Hafswa Jagwe, en lunettes, et des membres de sa famille posent pour une photo avec un python de roche africain lors de leur toute première visite au village des reptiles de l’Ouganda.

Le sanctuaire reste ouvert pour servir de ressource éducative communautaire pour les touristes locaux comme Hafswa Jagwe qui arrivent. Elle a amené sa famille élargie de quatre adultes et 11 enfants pour voir les animaux pour la première fois. Jagwe a grandi terrifiée par les serpents, mais pensait que visiter le sanctuaire aiderait à combattre sa peur.

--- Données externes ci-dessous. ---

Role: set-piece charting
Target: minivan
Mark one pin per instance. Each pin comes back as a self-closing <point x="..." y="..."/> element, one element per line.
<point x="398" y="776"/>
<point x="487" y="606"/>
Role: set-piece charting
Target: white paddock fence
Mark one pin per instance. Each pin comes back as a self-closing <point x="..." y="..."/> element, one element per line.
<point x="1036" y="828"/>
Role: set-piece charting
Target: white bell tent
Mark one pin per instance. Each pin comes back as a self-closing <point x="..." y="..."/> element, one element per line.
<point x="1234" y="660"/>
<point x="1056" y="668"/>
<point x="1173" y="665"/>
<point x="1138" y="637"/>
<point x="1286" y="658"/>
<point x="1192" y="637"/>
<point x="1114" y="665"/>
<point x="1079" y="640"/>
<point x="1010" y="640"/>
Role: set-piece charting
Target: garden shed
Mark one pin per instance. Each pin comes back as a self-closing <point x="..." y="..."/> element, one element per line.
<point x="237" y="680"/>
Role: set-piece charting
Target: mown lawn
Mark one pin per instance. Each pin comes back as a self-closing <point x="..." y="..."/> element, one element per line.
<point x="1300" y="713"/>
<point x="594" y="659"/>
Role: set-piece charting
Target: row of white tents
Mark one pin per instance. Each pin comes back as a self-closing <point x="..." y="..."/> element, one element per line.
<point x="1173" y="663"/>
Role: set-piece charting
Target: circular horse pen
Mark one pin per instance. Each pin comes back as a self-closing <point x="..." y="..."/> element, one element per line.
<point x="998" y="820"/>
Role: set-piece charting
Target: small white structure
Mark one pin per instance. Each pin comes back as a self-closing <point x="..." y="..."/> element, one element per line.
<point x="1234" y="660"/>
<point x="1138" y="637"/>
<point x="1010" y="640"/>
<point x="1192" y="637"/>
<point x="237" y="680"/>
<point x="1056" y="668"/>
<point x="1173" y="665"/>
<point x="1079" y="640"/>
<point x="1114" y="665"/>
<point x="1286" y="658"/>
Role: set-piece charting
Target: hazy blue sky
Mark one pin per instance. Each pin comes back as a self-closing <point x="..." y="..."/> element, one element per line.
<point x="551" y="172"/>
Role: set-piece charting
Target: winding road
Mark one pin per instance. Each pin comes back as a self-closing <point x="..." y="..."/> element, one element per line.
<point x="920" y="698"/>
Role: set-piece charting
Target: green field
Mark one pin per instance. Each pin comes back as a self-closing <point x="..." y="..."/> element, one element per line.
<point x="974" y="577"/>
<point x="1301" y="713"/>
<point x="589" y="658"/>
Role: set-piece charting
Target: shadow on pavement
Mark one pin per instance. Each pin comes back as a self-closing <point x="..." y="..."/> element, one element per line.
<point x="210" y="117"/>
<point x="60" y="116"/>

« L’approche de Lutaaya pour aider les gens à surmonter la peur est géniale », dit-elle. Jagwe dit qu’apprendre que 85% des serpents sont non venimeux lui a donné, à elle et à sa famille, le courage de toucher et de jouer avec les pythons.

« Je ne pensais pas qu’à la fin de ma visite, je câlinerais un python », dit-elle. « Mes sentiments envers les reptiles ont changé, et si jamais j’en vois un en danger, j’appellerai » le Village des Reptiles.

Mais Kazibwe ne sait pas combien de temps cela sera possible. « Je suis vraiment inquiet pour l’avenir de cet endroit », dit-il.